Calculator Form
Example Data Table
| Group | Observations | Count |
|---|---|---|
| Group A | 12, 15, 14, 10, 11 | 5 |
| Group B | 18, 20, 17, 16, 19 | 5 |
| Group C | 21, 23, 24, 22, 25 | 5 |
Formula Used
The Van der Waerden test ranks all observations together. Each pooled rank R is converted into a normal score using A = Φ-1(R / (N + 1)). Here, Φ-1 is the inverse standard normal distribution and N is the pooled sample size.
For each group j, compute the average normal score Āj. Then calculate s2 = ΣAij2 / (N - 1). The test statistic is T = ΣnjĀj2 / s2, which is compared with a chi-square distribution using k - 1 degrees of freedom.
Midranks are used when ties appear. A small p value suggests at least one group differs in location from the others.
How to Use This Calculator
- Choose how many independent groups you want to compare.

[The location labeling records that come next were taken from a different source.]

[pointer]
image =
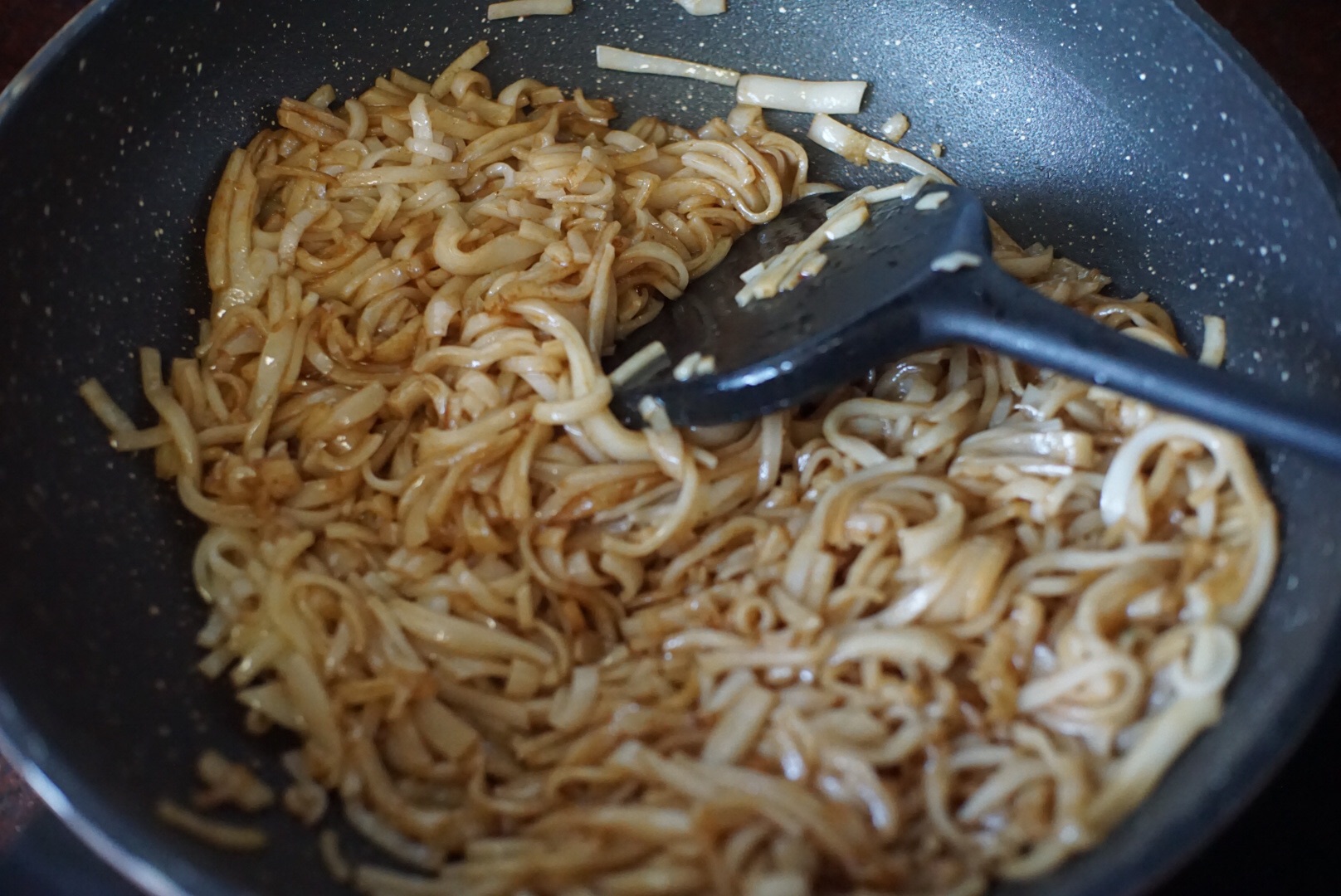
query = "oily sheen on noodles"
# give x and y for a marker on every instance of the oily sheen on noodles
(947, 626)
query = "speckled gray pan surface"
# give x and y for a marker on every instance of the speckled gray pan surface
(1134, 136)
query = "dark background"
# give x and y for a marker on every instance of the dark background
(1285, 843)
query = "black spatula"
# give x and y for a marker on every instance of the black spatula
(879, 298)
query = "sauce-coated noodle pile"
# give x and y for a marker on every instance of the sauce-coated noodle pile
(949, 626)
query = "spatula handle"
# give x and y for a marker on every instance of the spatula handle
(1002, 314)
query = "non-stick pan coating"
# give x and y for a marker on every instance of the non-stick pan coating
(1134, 136)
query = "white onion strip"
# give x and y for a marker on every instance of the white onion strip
(859, 148)
(789, 94)
(646, 63)
(518, 8)
(703, 7)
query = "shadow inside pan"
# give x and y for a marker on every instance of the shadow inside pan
(1138, 139)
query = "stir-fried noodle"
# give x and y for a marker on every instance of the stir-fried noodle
(948, 626)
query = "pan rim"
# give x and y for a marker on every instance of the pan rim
(139, 855)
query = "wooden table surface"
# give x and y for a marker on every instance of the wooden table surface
(1299, 41)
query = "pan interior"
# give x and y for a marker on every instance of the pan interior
(1134, 139)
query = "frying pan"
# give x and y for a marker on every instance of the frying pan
(1134, 136)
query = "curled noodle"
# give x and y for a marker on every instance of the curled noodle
(949, 626)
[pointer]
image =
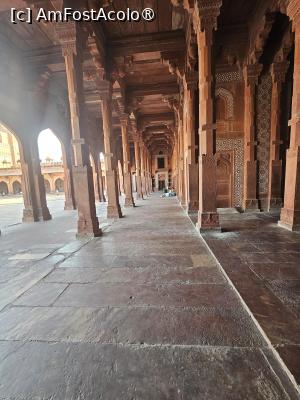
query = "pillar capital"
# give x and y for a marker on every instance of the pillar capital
(124, 120)
(206, 14)
(278, 71)
(69, 37)
(190, 80)
(251, 73)
(293, 11)
(105, 91)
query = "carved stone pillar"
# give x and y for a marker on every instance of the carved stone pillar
(129, 202)
(192, 169)
(143, 169)
(208, 217)
(98, 182)
(290, 213)
(102, 198)
(33, 186)
(113, 204)
(149, 173)
(278, 72)
(70, 202)
(137, 156)
(250, 201)
(70, 37)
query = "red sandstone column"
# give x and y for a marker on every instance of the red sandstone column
(88, 224)
(129, 202)
(143, 169)
(33, 186)
(192, 172)
(148, 173)
(208, 217)
(30, 212)
(137, 156)
(70, 203)
(251, 74)
(113, 205)
(102, 198)
(278, 71)
(290, 213)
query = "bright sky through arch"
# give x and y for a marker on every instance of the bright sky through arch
(49, 146)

- Type a short name for each group.
- Enter numeric observations, one per line or comma separated.
- Set the significance level if you need a custom decision rule.
- Press Run Test to place the result above this form.
- Review the statistic, p value, group score means, and graph.
- Use the export buttons to save a CSV or PDF summary.
This tool is useful when data are independent across groups and a rank-based normal-score procedure fits your study better than a classical one-way ANOVA. It is often selected when outliers, skewness, or non-normal patterns reduce trust in parametric assumptions.
Interpretation Notes
A larger test statistic means the group mean normal scores are more separated. When the p value falls below α, the data provide evidence that not all groups come from the same location pattern.
The test does not identify which pairs differ by itself. If the overall result is significant, follow with suitable multiple-comparison procedures based on ranked or normal-score methods.
FAQs
1. What does this test examine?
It checks whether independent groups differ in location after pooled ranks are transformed into standard normal scores. It is a nonparametric alternative related to one-way group comparison.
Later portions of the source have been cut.